が、わたしはきちんと対策してきていたので、その通りに答えました。代わりに迎えに行ってくれる人がいること、病児保育などを使うから欠勤することはないことなどです。

最後までなんとなくそのリーダーは厳しい感じの人でしたが、なんとか面接を終えることができました。

まさかの合格!

二次面接から数日後、電話で合格通知が来ました。
GMからでした。

わたしは驚きと喜びで小躍りしたいぐらいでしたが、GMはすぐに入社までのスケジュールを話しだしたので急いでメモを取ります。

こんなわたしが、中途採用とは言え大手企業の正社員として働くことができる――。
このときの喜びは、今でもよく覚えています。

倍率は10倍、稟議を上げてもらっての採用だった

入社後、そのときの募集は応募者が多くて倍率が10倍あったことを聞きました。さらには、会社の内規では年齢が25歳以上と決まっており、23歳のわたしを採用するためには稟議を上げなくてはならなかったと教えてもらいました。

うれしい気持ちが落ち着いたころ、今度は疑問が湧いてきました。「どうしてわたしが採用されたんだろう?」と。
だって、わたしは「稟議」の意味も分からないぐらいでしたし、特別優れている要素が自分では分からなかったからです。

高卒、資格なし、子持ち、若い……いい要素がまったく見当たりません。

入社してしばらく経った頃、上司に聞いてみました。どうしてわたしが採用されたのかを。

すると、「雰囲気かな~」と軽いお答え!

たしかに、マナーや学力など最低限の基準はクリアしていたのは確かでしたが、決め手は雰囲気だったようです。

この職場では年配のお客様が多く、「落ち着いた雰囲気の女性」が求められます。だから、年齢も25歳以上と決まっていたのだとか。つまり、わたしは23歳にしては落ち着きがあり、しっかりしているような雰囲気があった、ということだそうです。
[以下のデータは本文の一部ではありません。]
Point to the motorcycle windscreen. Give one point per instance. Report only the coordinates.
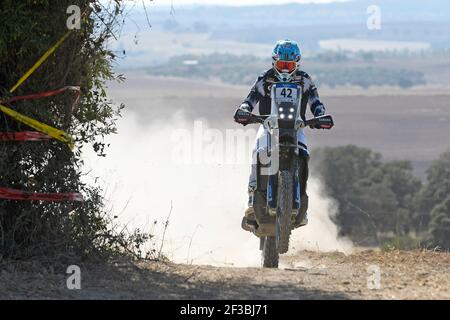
(286, 102)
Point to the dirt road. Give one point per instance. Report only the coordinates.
(308, 275)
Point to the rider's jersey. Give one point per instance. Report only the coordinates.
(260, 92)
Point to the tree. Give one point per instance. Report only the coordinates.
(29, 28)
(439, 232)
(374, 197)
(434, 192)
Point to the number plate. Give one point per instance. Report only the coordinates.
(286, 93)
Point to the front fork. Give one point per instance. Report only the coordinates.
(272, 186)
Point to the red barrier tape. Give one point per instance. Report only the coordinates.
(23, 136)
(12, 194)
(35, 96)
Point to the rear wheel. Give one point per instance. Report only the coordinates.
(284, 214)
(269, 252)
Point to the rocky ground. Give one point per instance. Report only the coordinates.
(307, 275)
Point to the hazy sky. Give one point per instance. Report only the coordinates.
(236, 2)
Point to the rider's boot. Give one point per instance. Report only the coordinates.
(249, 220)
(302, 217)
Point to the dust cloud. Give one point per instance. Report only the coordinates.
(198, 177)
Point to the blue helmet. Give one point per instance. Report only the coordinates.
(286, 57)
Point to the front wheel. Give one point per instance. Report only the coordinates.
(284, 212)
(269, 254)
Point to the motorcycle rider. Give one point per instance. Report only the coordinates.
(286, 58)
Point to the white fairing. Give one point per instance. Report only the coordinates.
(261, 143)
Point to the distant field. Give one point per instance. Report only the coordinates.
(412, 125)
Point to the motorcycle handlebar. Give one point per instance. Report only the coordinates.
(323, 122)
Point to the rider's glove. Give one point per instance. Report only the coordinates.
(242, 114)
(318, 111)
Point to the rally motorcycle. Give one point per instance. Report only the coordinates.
(276, 199)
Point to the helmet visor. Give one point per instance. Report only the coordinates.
(285, 66)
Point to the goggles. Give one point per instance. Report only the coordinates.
(284, 66)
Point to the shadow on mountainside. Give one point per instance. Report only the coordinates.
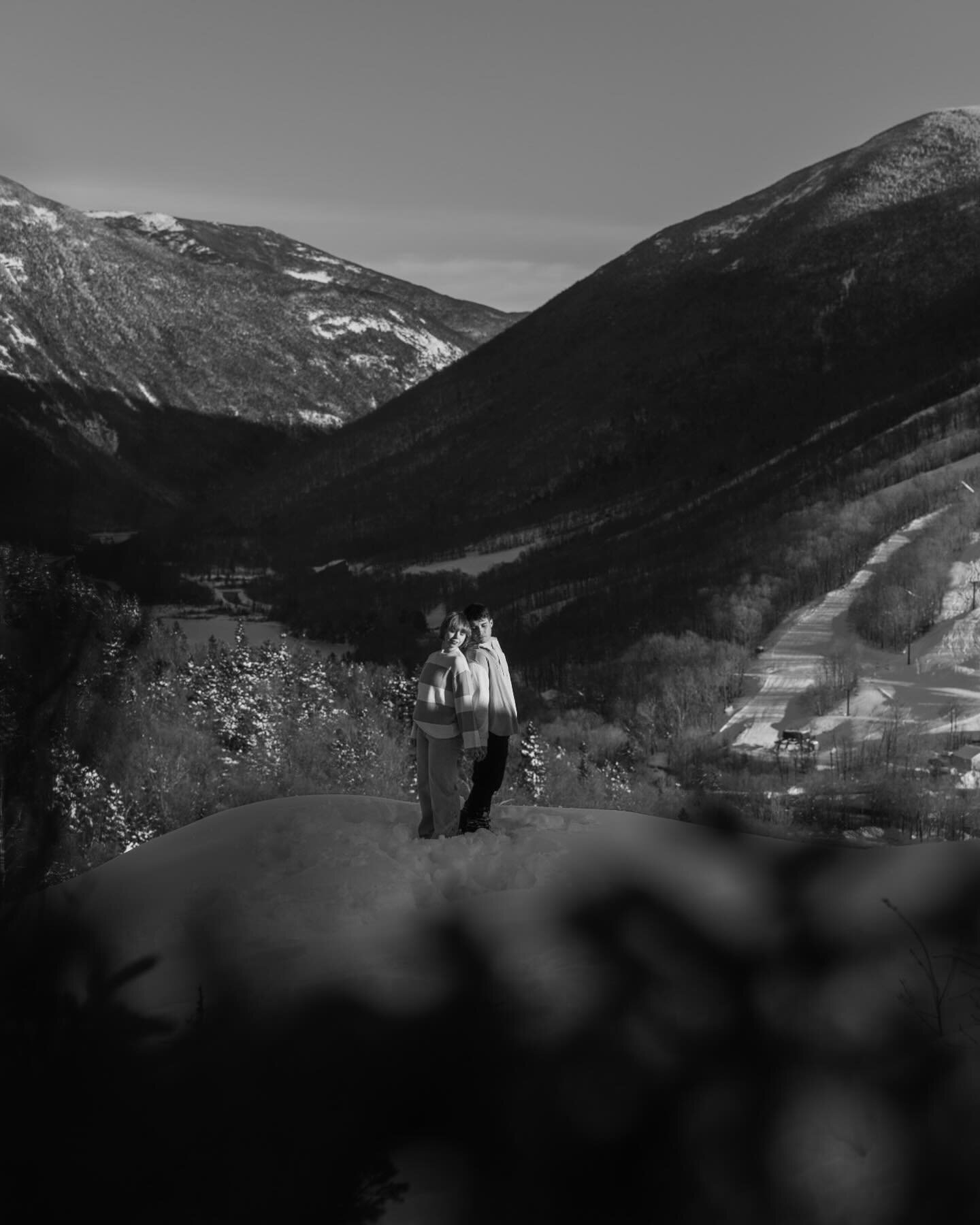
(80, 459)
(700, 1079)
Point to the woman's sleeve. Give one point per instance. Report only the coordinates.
(465, 695)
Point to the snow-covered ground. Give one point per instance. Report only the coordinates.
(470, 563)
(943, 675)
(287, 897)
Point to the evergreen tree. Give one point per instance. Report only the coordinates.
(532, 771)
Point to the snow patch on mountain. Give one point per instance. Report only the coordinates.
(159, 222)
(147, 395)
(24, 338)
(153, 223)
(324, 421)
(372, 361)
(430, 348)
(323, 277)
(765, 203)
(12, 265)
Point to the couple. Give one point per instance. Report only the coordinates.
(466, 702)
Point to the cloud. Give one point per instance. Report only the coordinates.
(508, 284)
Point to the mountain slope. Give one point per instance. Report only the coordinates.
(742, 363)
(116, 331)
(263, 250)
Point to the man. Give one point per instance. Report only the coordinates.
(496, 717)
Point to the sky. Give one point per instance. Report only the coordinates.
(496, 152)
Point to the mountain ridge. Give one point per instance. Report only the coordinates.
(110, 321)
(753, 357)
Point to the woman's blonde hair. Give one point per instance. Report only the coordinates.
(453, 621)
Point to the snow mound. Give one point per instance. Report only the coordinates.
(267, 903)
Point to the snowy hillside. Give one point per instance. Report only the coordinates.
(935, 680)
(704, 1019)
このときは、初めて「老け顔で良かった!」と思いました。

他の応募者は、スキルは十分にあっても、雰囲気に合わないという理由で不採用になった人もいるそうです。

また、わたしは二人いたリーダーのうち、厳しく質問してきたリーダーのチームになりました。これも、リーダー自身の性格やチームメンバーの性格を考えた上で決まるようです。

不採用でも落ち込まないで!

不採用の連絡がくると、がっかりするものですよね。でも、「スキルが足りなかった」「上手に話せなかった」と必要以上に落ち込む必要はありません。

もちろん、反省点があれば改善して次に活かしていく必要はありますが、落ち込んだり後悔しても、あまり意味はありません。わたしの経験のように、「雰囲気」や「他の社員との相性」が重視されて採用されることだってありますし、逆に、ちゃんとした人でも雰囲気が合わずに不採用になることもあり、縁に左右されることが珍しくないからです。

面接対策を十分にしているのであれば、不採用だとしても「縁が無かったんだな」と受け止めて、ネガティブにならずに次の応募先を探すようにしてくださいね!